The detection of micro-organisms for medical treatments and security systems has taken on increased importance in recent years. Modern medical systems as well as security systems depend on the detection and identification of microorganisms, including bioagents or toxins in the air, food, water, blood or other specimens.
Conventional detection is usually done in the laboratory. Laboratory testing typically uses skilled personnel in a time consuming process. Portable versions of laboratory PCR (polymerase chain reaction) have been developed, however, these devices are bulky and not cost effective.
Optical systems for detecting and identifying micro-organisms provide numerous advantages over chemical and other analysis techniques. For example, optical systems can reduce or eliminate the need for field workers to use chemical reactions to detect elements. Optical systems are also often nondestructive to the sample being analyzed.
Most optical biosensor designs rely on interactions between light and a biological sample to provide information on sample characteristics. However, the interaction between light and biological elements in the sample is typically weak. Thus without amplification of the interaction, a large quantity of analyte may be needed. Obtaining such large sample sizes may not be practical for many applications.
In order to increase the interaction between light and biological elements in the sample, optical waveguides may concentrate the intensity of light on the sample. In one use, microorganisms in the sample reside in liquid immediately adjacent to a waveguide surface. Evanescent waves from the waveguide interact with the molecules of the biological elements.
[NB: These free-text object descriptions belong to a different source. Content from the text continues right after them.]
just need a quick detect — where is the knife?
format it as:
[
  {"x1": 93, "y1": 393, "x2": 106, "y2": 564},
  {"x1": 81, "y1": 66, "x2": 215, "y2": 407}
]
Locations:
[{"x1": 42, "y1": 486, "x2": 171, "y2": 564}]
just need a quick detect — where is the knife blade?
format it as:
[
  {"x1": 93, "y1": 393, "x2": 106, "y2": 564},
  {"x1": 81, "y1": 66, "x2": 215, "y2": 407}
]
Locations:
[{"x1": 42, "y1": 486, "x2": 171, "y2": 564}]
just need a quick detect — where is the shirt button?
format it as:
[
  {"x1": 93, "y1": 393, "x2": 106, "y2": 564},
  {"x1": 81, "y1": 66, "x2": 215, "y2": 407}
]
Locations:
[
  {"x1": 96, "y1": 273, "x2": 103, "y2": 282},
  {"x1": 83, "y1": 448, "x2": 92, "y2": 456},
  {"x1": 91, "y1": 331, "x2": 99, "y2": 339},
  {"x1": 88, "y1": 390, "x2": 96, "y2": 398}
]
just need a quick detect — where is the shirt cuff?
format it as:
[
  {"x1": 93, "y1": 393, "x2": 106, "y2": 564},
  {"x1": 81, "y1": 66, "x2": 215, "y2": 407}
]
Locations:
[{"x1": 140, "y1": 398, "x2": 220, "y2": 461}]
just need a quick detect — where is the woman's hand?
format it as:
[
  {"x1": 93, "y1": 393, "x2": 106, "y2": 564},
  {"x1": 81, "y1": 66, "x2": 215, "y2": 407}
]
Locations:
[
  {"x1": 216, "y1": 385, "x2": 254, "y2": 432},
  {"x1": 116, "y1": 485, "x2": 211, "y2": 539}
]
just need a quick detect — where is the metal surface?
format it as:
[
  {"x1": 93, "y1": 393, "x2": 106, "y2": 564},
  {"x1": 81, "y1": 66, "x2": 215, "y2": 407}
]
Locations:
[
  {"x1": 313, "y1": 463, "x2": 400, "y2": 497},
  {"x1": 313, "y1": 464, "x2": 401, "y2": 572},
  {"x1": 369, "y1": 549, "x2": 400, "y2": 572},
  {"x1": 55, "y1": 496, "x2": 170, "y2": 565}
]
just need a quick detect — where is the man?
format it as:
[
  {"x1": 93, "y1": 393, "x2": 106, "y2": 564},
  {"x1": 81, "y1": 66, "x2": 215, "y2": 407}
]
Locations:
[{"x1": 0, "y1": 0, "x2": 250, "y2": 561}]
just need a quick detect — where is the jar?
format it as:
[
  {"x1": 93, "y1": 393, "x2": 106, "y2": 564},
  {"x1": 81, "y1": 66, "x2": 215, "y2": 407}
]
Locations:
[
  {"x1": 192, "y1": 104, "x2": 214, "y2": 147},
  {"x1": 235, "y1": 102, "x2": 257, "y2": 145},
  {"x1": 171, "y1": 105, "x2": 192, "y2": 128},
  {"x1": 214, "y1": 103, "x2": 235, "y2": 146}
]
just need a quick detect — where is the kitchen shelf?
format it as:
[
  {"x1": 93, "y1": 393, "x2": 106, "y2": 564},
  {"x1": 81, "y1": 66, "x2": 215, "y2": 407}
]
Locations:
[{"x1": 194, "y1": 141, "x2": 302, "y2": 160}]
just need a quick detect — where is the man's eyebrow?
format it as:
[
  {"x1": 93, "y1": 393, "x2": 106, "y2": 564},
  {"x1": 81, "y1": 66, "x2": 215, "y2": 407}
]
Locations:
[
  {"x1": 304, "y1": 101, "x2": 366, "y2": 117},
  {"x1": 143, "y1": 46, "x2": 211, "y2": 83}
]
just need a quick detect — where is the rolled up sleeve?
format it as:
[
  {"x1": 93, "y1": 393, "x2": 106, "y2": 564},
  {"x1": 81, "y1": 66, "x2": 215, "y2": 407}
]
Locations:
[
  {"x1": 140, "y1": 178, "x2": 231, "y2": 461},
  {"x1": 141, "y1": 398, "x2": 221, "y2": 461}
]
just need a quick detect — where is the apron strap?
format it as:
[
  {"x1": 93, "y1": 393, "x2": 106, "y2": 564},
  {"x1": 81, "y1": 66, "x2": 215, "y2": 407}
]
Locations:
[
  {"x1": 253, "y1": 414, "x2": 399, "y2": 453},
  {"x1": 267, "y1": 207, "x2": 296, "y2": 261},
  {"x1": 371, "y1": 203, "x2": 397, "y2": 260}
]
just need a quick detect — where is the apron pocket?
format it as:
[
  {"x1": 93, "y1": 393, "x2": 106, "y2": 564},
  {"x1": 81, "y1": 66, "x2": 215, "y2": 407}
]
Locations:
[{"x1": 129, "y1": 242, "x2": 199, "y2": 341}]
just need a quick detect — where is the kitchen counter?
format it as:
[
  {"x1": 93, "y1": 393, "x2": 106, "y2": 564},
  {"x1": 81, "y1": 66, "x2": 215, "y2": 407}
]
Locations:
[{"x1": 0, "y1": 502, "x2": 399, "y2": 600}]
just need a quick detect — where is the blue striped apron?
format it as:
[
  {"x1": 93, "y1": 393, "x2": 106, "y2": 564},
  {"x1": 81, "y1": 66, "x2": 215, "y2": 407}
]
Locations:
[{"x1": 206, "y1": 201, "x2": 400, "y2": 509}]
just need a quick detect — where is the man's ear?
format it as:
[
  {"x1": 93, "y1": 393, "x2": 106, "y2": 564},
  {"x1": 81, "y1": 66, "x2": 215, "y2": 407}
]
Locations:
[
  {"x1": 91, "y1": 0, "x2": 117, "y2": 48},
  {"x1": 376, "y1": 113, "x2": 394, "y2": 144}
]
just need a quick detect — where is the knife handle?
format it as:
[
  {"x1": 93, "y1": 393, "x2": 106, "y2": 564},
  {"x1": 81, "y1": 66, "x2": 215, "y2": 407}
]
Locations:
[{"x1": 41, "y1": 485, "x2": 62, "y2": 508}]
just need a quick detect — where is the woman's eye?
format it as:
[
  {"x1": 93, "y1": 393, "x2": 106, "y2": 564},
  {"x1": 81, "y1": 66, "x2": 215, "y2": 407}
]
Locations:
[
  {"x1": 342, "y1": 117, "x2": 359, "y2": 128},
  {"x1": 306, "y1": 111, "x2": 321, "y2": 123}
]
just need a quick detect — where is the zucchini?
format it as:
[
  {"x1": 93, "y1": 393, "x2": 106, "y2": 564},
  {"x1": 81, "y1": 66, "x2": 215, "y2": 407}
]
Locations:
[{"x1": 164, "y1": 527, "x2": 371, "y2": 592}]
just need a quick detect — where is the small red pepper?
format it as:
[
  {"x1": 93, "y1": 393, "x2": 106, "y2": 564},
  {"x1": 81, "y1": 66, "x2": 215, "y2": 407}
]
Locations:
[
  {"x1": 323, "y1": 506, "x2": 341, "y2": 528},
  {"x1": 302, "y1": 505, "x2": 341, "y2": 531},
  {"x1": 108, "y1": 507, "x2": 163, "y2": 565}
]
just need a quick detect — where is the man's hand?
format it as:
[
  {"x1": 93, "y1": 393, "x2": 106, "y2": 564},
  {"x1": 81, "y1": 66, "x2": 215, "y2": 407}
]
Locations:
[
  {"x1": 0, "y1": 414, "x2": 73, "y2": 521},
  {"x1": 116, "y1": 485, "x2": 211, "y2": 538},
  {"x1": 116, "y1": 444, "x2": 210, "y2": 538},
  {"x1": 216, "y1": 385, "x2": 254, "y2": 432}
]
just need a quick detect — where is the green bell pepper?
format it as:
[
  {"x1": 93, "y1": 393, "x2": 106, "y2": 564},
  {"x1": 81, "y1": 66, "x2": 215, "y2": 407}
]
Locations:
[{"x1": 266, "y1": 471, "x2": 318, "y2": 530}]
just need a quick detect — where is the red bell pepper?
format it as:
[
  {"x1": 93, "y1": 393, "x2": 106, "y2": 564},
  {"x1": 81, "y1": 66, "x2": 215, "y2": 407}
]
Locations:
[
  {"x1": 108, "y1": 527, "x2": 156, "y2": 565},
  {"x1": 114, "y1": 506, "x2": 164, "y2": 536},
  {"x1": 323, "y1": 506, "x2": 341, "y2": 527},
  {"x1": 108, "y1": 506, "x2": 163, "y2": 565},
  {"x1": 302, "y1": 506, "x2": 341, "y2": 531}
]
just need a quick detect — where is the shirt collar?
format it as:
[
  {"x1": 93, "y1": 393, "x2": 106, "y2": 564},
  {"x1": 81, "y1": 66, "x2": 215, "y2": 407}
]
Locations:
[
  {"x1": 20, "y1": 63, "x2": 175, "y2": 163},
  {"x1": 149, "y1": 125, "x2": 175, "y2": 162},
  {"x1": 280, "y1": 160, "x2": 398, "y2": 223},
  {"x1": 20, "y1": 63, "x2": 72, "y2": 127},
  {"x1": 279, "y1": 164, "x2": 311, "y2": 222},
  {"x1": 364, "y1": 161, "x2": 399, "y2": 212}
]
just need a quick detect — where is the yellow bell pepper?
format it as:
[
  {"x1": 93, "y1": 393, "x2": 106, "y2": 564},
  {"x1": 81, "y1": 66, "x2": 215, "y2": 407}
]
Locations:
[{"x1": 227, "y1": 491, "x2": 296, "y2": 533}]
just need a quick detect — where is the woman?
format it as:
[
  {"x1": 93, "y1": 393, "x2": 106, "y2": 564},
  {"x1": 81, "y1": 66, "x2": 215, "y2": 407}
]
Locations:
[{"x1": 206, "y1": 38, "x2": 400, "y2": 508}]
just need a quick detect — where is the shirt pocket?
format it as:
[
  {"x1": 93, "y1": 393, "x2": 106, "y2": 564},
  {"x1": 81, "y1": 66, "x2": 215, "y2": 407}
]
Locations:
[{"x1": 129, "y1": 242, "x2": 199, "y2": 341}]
However, the interaction between the evanescent waves and the biological elements is still weaker than desired.
A related patent application entitled Anti-resonant waveguide sensors, U.S. patent application Ser. No. 10/976,434 by many of the same inventors and assigned to the same assignee describes an improved sensor system and is hereby incorporated by reference. The patent application describes using an anti-resonant waveguide to confine and guide the light within the target-containing medium and therefore increase the interaction region between light and analyte (e.g., biological or chemical agent) being tested. The described system has a number of uses including the detection of binding events.
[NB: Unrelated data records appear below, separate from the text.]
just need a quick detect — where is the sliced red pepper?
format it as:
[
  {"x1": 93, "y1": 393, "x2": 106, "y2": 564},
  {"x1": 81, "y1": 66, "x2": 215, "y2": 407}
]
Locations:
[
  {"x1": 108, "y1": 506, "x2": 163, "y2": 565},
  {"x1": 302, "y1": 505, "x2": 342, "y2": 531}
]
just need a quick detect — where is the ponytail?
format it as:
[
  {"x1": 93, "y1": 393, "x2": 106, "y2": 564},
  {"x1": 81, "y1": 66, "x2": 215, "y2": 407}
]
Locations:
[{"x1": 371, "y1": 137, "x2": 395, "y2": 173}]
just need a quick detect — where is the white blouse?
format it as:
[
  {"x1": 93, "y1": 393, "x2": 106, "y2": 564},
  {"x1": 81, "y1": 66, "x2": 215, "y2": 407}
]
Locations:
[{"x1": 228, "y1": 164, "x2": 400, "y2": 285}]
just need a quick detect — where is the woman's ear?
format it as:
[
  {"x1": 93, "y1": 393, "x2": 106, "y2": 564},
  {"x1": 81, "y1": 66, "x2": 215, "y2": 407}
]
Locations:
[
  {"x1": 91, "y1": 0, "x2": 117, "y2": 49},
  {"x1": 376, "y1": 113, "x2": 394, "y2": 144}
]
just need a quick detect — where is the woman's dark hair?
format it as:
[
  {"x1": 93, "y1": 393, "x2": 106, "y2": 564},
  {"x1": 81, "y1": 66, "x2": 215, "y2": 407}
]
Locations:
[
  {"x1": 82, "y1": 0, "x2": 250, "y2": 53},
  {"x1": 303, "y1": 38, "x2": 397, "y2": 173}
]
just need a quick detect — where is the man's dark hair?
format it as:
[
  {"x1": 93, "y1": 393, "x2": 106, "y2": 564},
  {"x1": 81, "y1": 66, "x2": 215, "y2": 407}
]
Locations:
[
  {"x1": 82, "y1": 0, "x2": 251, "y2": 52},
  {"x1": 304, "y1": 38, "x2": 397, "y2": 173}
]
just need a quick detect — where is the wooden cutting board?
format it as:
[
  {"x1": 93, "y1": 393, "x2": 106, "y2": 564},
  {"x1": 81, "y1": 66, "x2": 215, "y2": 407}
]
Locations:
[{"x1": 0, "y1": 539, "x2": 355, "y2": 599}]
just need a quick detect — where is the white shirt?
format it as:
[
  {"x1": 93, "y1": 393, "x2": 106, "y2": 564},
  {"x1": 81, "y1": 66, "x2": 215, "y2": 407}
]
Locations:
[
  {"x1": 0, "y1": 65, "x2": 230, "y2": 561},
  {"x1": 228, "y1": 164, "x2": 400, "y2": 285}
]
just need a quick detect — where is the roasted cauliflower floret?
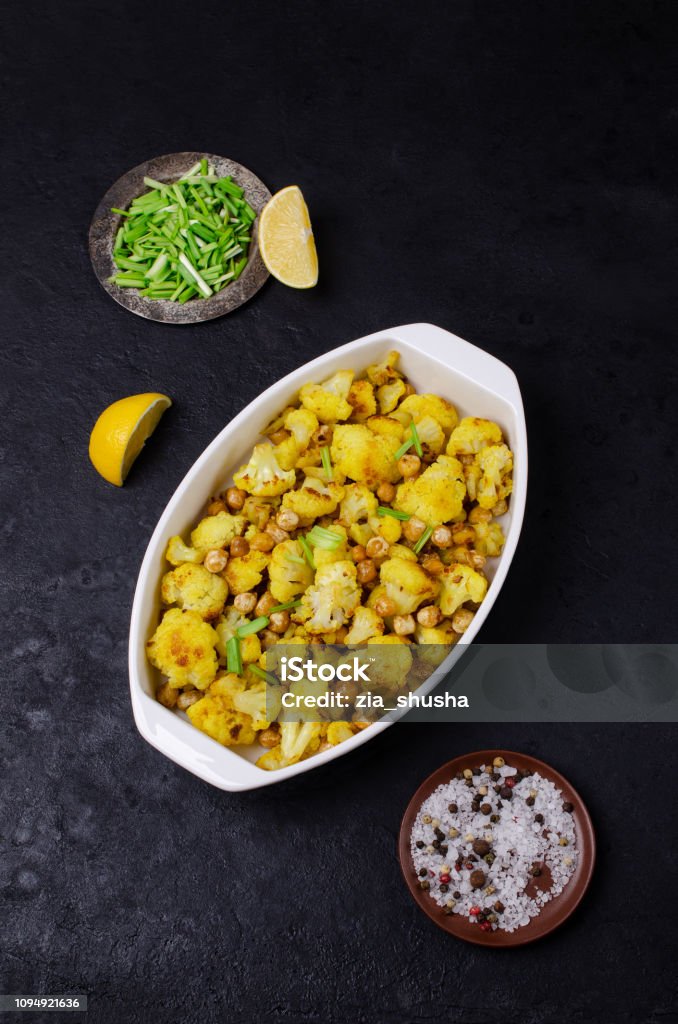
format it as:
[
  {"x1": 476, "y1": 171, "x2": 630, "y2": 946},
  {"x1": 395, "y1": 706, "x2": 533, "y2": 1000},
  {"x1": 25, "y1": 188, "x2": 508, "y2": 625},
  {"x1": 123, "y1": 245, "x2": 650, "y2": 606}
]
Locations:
[
  {"x1": 187, "y1": 692, "x2": 257, "y2": 747},
  {"x1": 379, "y1": 558, "x2": 438, "y2": 615},
  {"x1": 233, "y1": 443, "x2": 296, "y2": 497},
  {"x1": 394, "y1": 455, "x2": 466, "y2": 524},
  {"x1": 190, "y1": 511, "x2": 246, "y2": 552},
  {"x1": 345, "y1": 606, "x2": 385, "y2": 644},
  {"x1": 294, "y1": 560, "x2": 361, "y2": 634},
  {"x1": 438, "y1": 563, "x2": 488, "y2": 616},
  {"x1": 232, "y1": 680, "x2": 271, "y2": 730},
  {"x1": 165, "y1": 535, "x2": 203, "y2": 566},
  {"x1": 347, "y1": 379, "x2": 377, "y2": 421},
  {"x1": 146, "y1": 608, "x2": 219, "y2": 690},
  {"x1": 268, "y1": 539, "x2": 315, "y2": 603},
  {"x1": 364, "y1": 635, "x2": 413, "y2": 692},
  {"x1": 338, "y1": 482, "x2": 378, "y2": 527},
  {"x1": 367, "y1": 415, "x2": 405, "y2": 441},
  {"x1": 394, "y1": 393, "x2": 458, "y2": 435},
  {"x1": 365, "y1": 350, "x2": 402, "y2": 387},
  {"x1": 214, "y1": 608, "x2": 249, "y2": 657},
  {"x1": 161, "y1": 563, "x2": 228, "y2": 620},
  {"x1": 285, "y1": 407, "x2": 319, "y2": 448},
  {"x1": 472, "y1": 521, "x2": 506, "y2": 557},
  {"x1": 242, "y1": 495, "x2": 277, "y2": 529},
  {"x1": 414, "y1": 617, "x2": 458, "y2": 645},
  {"x1": 299, "y1": 370, "x2": 354, "y2": 423},
  {"x1": 476, "y1": 444, "x2": 513, "y2": 509},
  {"x1": 280, "y1": 477, "x2": 345, "y2": 526},
  {"x1": 326, "y1": 721, "x2": 356, "y2": 745},
  {"x1": 257, "y1": 721, "x2": 323, "y2": 769},
  {"x1": 377, "y1": 379, "x2": 407, "y2": 414},
  {"x1": 446, "y1": 417, "x2": 503, "y2": 456},
  {"x1": 412, "y1": 415, "x2": 445, "y2": 458},
  {"x1": 331, "y1": 423, "x2": 401, "y2": 489},
  {"x1": 224, "y1": 550, "x2": 270, "y2": 594}
]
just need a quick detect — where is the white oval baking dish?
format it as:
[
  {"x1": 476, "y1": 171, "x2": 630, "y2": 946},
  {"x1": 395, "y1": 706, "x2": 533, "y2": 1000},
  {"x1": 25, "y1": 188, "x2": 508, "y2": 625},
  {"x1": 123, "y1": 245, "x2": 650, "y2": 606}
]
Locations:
[{"x1": 129, "y1": 323, "x2": 527, "y2": 791}]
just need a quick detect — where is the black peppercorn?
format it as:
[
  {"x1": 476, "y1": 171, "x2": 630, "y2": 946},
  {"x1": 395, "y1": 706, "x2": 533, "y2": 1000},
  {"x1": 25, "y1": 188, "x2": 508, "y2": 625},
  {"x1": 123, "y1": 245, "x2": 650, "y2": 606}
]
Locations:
[
  {"x1": 563, "y1": 801, "x2": 574, "y2": 813},
  {"x1": 493, "y1": 784, "x2": 502, "y2": 793},
  {"x1": 448, "y1": 802, "x2": 458, "y2": 814},
  {"x1": 480, "y1": 803, "x2": 492, "y2": 815},
  {"x1": 470, "y1": 868, "x2": 486, "y2": 889},
  {"x1": 483, "y1": 853, "x2": 495, "y2": 866},
  {"x1": 453, "y1": 890, "x2": 461, "y2": 899},
  {"x1": 419, "y1": 868, "x2": 427, "y2": 877},
  {"x1": 434, "y1": 828, "x2": 445, "y2": 840},
  {"x1": 415, "y1": 840, "x2": 424, "y2": 849},
  {"x1": 419, "y1": 880, "x2": 430, "y2": 891},
  {"x1": 440, "y1": 845, "x2": 448, "y2": 856},
  {"x1": 535, "y1": 813, "x2": 544, "y2": 824},
  {"x1": 432, "y1": 839, "x2": 440, "y2": 849},
  {"x1": 526, "y1": 796, "x2": 535, "y2": 807},
  {"x1": 465, "y1": 778, "x2": 474, "y2": 787},
  {"x1": 493, "y1": 900, "x2": 505, "y2": 913},
  {"x1": 490, "y1": 814, "x2": 500, "y2": 823},
  {"x1": 500, "y1": 785, "x2": 513, "y2": 800},
  {"x1": 440, "y1": 884, "x2": 449, "y2": 893},
  {"x1": 491, "y1": 772, "x2": 500, "y2": 782},
  {"x1": 472, "y1": 839, "x2": 490, "y2": 857}
]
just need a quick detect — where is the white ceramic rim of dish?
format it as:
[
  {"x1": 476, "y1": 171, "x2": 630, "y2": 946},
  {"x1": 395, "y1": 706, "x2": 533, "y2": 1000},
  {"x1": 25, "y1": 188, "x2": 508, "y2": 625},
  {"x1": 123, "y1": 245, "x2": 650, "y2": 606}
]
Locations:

However, the system has not performed as well as expected. In particular, the light distribution within the anti-resonant waveguide is not as uniform as desired for many applications. Furthermore, in some applications, significant portions of the waveguide need to be devoted to coupling the light and uniformly distributing the light through the waveguide.
Thus an improved system for detection and identification with minimized light coupling region and homogeneous light distribution is needed.